Le 16 novembre 2015, trois jours après les attentats qui avaient frappé Paris, le président François Hollande s’adressa au Congrès réuni à Versailles. Son allocution devait fixer la riposte de l’État face à la menace terroriste. Plutôt que de privilégier un renforcement démocratique du lien républicain, le chef de l’État annonça la mise en place de l’état d’urgence et le renforcement des pouvoirs de police, ainsi que la proposition — très médiatisée — de la déchéance de nationalité pour certains auteurs d’attentats. Ces choix ont durablement marqué le débat public en France, en donnant corps à la notion d’« ennemi de l’intérieur » et en plaçant la « sécurité, première des libertés » au centre de la réponse gouvernementale.

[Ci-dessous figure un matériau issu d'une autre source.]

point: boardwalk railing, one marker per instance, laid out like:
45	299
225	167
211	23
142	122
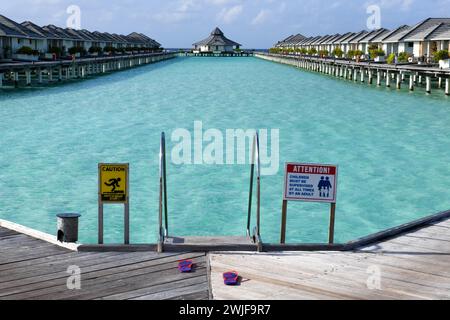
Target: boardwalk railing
163	212
256	164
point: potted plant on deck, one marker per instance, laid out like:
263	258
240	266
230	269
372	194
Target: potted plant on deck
95	51
443	58
338	53
312	51
26	54
323	53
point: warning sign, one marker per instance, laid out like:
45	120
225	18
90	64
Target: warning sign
310	182
113	183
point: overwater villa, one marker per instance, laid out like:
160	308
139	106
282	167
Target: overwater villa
216	43
29	39
421	40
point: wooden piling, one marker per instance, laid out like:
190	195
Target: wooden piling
428	79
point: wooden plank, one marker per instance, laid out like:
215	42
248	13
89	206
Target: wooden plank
178	293
114	265
99	287
51	267
136	293
99	274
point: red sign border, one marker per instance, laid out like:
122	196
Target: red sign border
286	198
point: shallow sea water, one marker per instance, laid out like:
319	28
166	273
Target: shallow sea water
393	149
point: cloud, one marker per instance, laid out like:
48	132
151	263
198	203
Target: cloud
231	14
261	17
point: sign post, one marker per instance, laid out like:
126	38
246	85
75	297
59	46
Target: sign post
113	188
310	183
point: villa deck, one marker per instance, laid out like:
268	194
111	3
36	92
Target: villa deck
34	269
412	266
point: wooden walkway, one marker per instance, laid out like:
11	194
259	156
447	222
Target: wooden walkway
34	269
415	265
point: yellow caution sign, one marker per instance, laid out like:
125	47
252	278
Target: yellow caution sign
113	183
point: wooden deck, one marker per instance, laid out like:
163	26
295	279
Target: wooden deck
34	269
415	265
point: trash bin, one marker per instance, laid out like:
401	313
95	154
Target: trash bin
68	227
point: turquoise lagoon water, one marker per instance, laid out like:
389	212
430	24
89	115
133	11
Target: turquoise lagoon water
393	149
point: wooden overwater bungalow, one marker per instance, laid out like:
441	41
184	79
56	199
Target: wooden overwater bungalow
217	45
31	54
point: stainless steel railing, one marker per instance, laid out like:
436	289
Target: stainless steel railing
256	164
163	212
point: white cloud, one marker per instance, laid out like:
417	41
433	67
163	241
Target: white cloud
261	17
231	14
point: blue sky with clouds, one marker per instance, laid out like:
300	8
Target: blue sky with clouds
254	23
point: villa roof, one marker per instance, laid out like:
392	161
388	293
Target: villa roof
217	38
285	40
373	35
440	33
39	30
296	39
359	36
313	40
332	38
321	39
395	33
342	38
123	39
304	41
379	37
102	37
423	29
12	28
76	35
59	32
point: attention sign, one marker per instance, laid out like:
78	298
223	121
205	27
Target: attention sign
113	183
310	182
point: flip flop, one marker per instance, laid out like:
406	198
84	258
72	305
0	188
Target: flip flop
185	266
231	278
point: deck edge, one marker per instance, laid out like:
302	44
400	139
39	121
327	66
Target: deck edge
37	234
396	231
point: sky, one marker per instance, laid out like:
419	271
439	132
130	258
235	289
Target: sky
254	23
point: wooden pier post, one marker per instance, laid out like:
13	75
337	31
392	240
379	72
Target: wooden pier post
28	77
16	79
399	81
39	74
428	79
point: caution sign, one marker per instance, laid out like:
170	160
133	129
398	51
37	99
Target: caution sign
113	183
310	182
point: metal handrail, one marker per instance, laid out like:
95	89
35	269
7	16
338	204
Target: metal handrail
256	163
163	212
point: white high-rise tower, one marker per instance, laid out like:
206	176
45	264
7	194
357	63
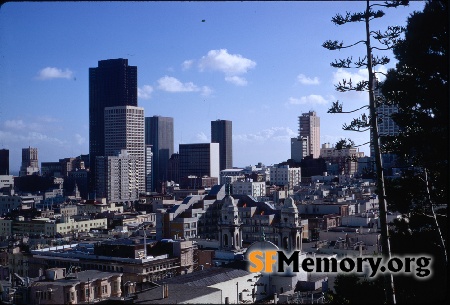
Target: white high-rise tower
309	126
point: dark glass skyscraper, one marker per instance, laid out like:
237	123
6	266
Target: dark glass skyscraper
221	132
4	161
159	134
112	83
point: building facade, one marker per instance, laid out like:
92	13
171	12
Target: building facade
159	133
284	175
309	126
221	132
112	83
199	160
4	161
299	148
30	163
124	130
117	177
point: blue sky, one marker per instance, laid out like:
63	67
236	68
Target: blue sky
258	64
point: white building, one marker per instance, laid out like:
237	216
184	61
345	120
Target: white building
309	126
125	129
285	175
299	148
117	177
9	203
230	175
30	163
249	187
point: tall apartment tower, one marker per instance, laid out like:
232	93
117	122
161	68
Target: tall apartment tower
124	130
299	148
4	161
112	83
117	176
386	127
159	133
30	164
309	126
200	159
221	132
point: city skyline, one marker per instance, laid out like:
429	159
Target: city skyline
191	65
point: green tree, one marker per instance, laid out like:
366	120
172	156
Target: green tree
385	41
418	86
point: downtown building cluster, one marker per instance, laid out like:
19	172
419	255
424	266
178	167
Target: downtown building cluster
135	221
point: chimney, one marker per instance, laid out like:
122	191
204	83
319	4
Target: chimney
165	290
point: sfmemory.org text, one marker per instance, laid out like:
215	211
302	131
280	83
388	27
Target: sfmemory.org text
276	261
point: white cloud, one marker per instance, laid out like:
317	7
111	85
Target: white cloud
171	84
304	80
48	119
51	72
230	64
187	64
206	91
274	133
145	92
14	124
237	80
313	99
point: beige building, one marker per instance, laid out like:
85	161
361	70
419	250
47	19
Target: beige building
98	206
249	187
345	158
83	287
49	227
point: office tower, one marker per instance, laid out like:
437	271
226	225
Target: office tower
4	161
159	134
174	168
221	132
386	128
199	160
299	148
117	177
148	168
112	83
124	130
309	126
30	164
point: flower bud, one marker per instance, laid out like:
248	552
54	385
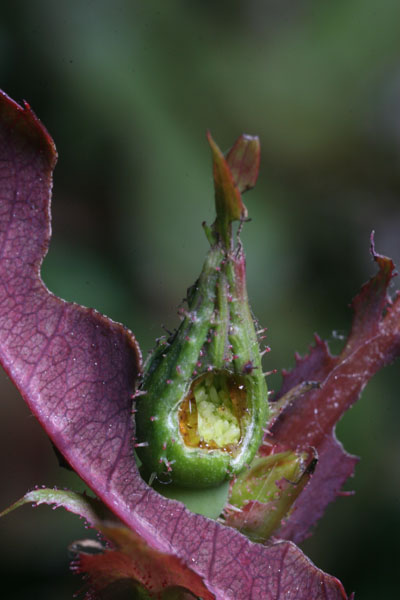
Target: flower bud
201	418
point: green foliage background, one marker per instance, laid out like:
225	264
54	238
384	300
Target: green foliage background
127	89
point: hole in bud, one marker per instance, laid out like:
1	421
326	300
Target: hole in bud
211	415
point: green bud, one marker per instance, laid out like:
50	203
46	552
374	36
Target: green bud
201	417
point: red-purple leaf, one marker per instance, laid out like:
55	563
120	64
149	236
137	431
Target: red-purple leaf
244	162
310	420
129	558
77	371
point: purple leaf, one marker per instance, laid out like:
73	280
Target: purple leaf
77	371
310	420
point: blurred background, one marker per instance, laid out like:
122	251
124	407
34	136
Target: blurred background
127	89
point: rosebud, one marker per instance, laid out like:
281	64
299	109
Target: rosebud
205	405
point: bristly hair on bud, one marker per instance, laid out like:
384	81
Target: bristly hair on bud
206	397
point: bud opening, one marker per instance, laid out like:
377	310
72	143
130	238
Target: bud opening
210	416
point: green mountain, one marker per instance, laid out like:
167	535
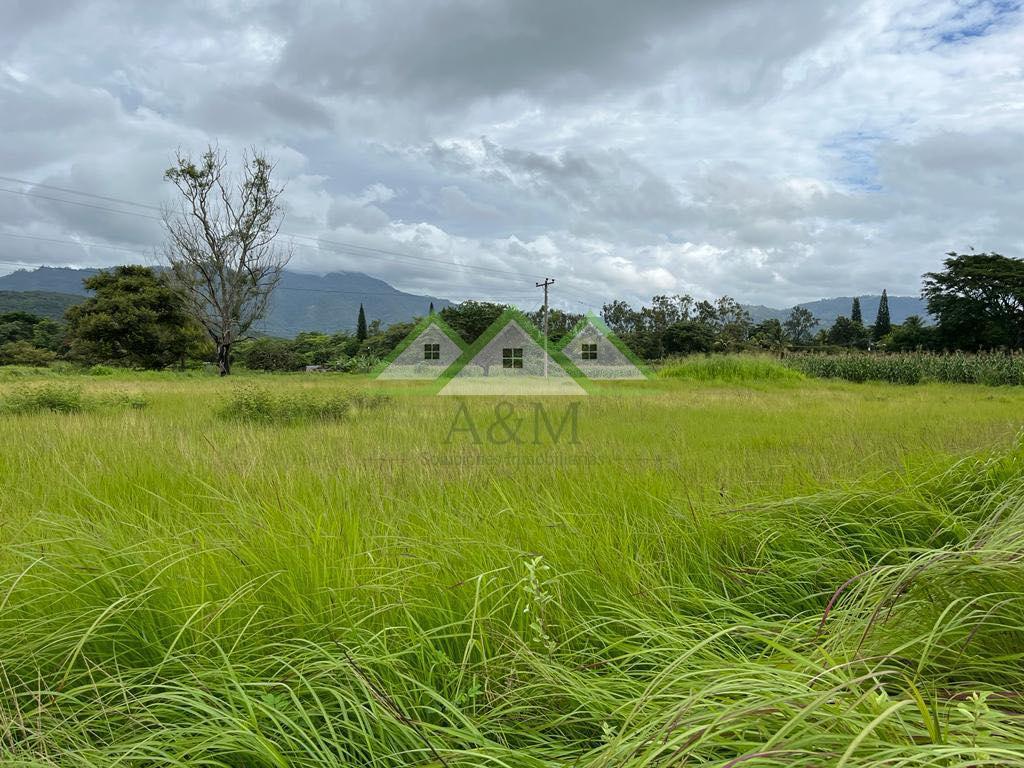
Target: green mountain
40	303
302	301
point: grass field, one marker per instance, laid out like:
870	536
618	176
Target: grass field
753	571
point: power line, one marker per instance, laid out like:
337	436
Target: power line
83	194
351	249
82	205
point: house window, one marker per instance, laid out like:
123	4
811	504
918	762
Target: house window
512	357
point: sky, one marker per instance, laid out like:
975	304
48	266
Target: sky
775	153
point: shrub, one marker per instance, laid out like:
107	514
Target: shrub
360	364
33	398
24	353
65	398
260	406
992	369
728	369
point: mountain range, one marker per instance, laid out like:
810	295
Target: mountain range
826	310
331	302
301	302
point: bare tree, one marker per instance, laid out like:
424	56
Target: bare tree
221	246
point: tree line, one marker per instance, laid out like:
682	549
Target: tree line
223	264
138	317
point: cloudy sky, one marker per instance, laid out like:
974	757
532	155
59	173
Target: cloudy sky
772	152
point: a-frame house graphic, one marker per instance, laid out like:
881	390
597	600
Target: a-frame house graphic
596	351
425	353
509	359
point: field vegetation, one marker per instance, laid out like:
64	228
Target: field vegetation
719	571
992	369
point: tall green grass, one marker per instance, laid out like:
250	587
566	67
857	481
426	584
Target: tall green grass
177	589
993	369
733	369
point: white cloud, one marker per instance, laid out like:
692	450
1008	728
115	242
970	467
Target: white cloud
773	153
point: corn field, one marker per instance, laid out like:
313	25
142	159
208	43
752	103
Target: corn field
993	369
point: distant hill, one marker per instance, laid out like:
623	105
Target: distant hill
302	301
40	303
826	310
331	302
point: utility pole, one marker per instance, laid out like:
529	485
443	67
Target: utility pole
547	282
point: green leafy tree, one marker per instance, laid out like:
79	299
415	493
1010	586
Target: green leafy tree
24	353
688	337
270	354
911	335
978	300
134	318
470	318
17	327
559	323
769	335
621	317
800	326
882	325
360	325
733	324
846	333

Les mesures adoptées et leur traduction opérationnelle
L’état d’urgence, instauré fin 2015, a été prolongé à plusieurs reprises avant d’être levé en novembre 2017. Durant cette période, les autorités ont multiplié les interventions administratives et policières. Les chiffres souvent cités pour caractériser cette période sont les suivants : environ 4 500 perquisitions administratives, plus de 5 300 arrêtés autorisant des contrôles d’identité, des fouilles et des visites de véhicules, plus de 750 assignations à résidence et une vingtaine de fermetures de lieux de réunion. Ces mesures se sont déployées sous couvert d’un cadre d’exception qui a élargi les marges d’action des préfets et des forces de l’ordre.
Malgré l’intensité de ces opérations, le nombre de poursuites judiciaires effectives à l’issue de ces procédures est resté limité, en grande partie parce que nombre d’interventions relevaient d’un régime administratif et non pénal. Autrement dit, de nombreuses actions menées au titre de l’état d’urgence n’ont pas abouti à des mises en examen ou des condamnations pour des incriminations liées au terrorisme.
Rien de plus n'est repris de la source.